24 Mei 2013

Kampanye-Dialog-Partai dakwah

Hari itu, musim kampanye di kampus. Seperti biasa, agenda-agenda dakwah siyasah mengencangkan targetan. Mulai dari konsolidasi ADK, penyebaran angket dan kawan-kawan. Pilpresma dan wapresma yang hanya 2 pasangan itu, acapkali menuai berbagai opini publik. Bahkan sering dikait-kaitkan dengan kepartaian. (Mana) boleh partai masuk kampus! :)

***
"Ini mb Ana?"
Tegur seorang yang sebangku di bus menuju kampus.
Aku tersenyum sembari berusaha keras melihat adik ini karena faktor baru bangun tidur. :P
"Oh.. A****.. Dari tadi di samping mb ya, Dek?" Padahal dah 3/4 perjalanan, baru sadar kalau ada adik tingkat beda prodi di sebelah.
"Iya, Mb."
Dilanjutkan dengan pembicaraan mengenai aktivitas kuliah dan organisasi kampus. Sampai suatu bahasan tentang Pemira di kampus..
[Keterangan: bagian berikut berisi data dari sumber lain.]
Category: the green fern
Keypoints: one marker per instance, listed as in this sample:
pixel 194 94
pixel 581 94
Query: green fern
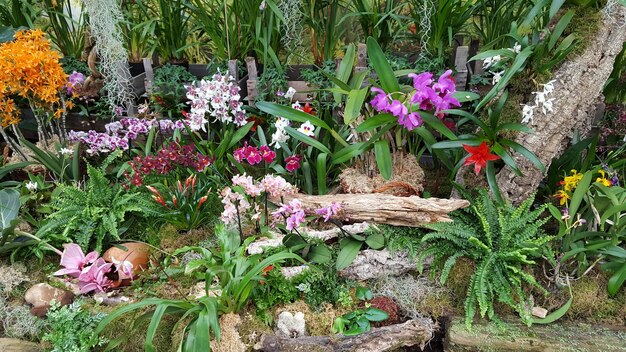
pixel 501 241
pixel 91 215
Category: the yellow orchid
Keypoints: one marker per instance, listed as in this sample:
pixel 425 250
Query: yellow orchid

"Dek, bentar lagi pemilihan presma wapresma ya?"
"Iya, Mb. Ohy, Mb, yang no. 2 itu dari PKS ya?"
Deuguaaarr.. Sambil tetap tenang, aku lanjutkan pembicaraan. "Maksudnya Dek?"
"Iya, Mb. Adek denger gitu. Katanya yang jilbab-jilbab lebar tu juga orang PKS."
"Terus..terus.."
"Mereka itu gak mau salaman sama cewek yang cuma pake lepis, gak pake jilbab. Pokoknya, yang sama jilbab kayak mereka baru disalamin."
*istighfar.. Okeh.. *eksklusif dijadikan kambing hitam
"Jilbab mb lebar gak dek?"
"Iya, Mb"
"So, mb orang PKS ya?"
Si adek tersenyum..
"Mb bukan orang PKS dek. Mb orang dakwah. *sembari menelisik lebih jauh* Adek denger kabar ini dari siapa?" Tetap tersenyum.
"Temen-temen di FISIP mb. Kata mereka, orang2 PKS itu mau berkuasa. Dananya dari mana coba mb kalo gak dari sana?"
Sambil menghirup udara agak panjang, aku jawab, "Dana itu, kami sokongan dek :) Mb tadi sempet nyinggung dakwah kan? Jadi dakwah itu bisa ke seluruh elemen dek. Bukan cuma di LDF dan LDK saja. Adek pernah ikut mentoring? Bermanfaat gak?"
Si adek mengangguk sambil berkata, "Ya, Mb"
"Kalau No. 2 gak kepilih belum tentu orang lain juga merasakan bermanfaatnya mentoring. Sayang khan? *sembari direct selling* Terus, kalo yang No. 1 itu dari golongan(partai) mana?"
"Gak tau mb,,,,"
"HMI dek, yang afiliasinya ke (partai) Golkar"
"Iya, Mb?"
"Adek perhatiin saja warna mereka. adek cari kaitan mereka. Kalau ternyata ada (fitnah) seperti ini, siapa yang sebetulnya menginginkan kekuasaan?"
"Iya, Mb"
"Dan kalo soal dana, mb juga denger kalo mereka juga dapet suntikan dana dari sana."
"Oh..gitu ya Mb. Ternyata mereka yang salah ya Mb?"
"Mb gak berani dek membenarkan atau menyalahkan. Adek udah dewasa, udah mampu memilah yang mana bener yang mana salah."
Sampai akhirnya, kami sampai di fakultas tercinta, FKIP.
"Mb, adek mau ikut Nadwah.."
***

Sebenarnya, aku juga gak ngerti soal politik di kampus. Tapi, sangat sadar kalau pemuda (mahasiswa) menjadi penggebrak utama di kalangan civitas academic itu. Pelan-pelan, aku mempelajari buku "Inilah Politikku" karya Muhammad Elvandi yang direkomendasikan intuk Pencerahan Intelektual dan Inspirasi Negarawan Muslim. Terkuak seluruh pertanyaan, politik Islam sebagai sarana dakwah.
"Jawaban yang paling tepat terhadap pertanyaan di atas ialah perkataan Ibnu Aqil (Penulis buku Standar Bahasa Arab terpopuler dan paling diperhitungkan sepanjang masa (kitab Alfiyyah) bahwa as-siyasah asy-syar'iyyah adalah Segala aktivitas yang membuat manusia lebih dekat kepada kebaikan dan lebih jauh dari kerusakan, walaupun tidak dibuat oleh Rasul dan tidak ada pula wahyu yang diturunkan untuknya  sebagai mana dinukil oleh Ibnu Qayyim dalam kitab At Thuruq Al-Hukmiyyah"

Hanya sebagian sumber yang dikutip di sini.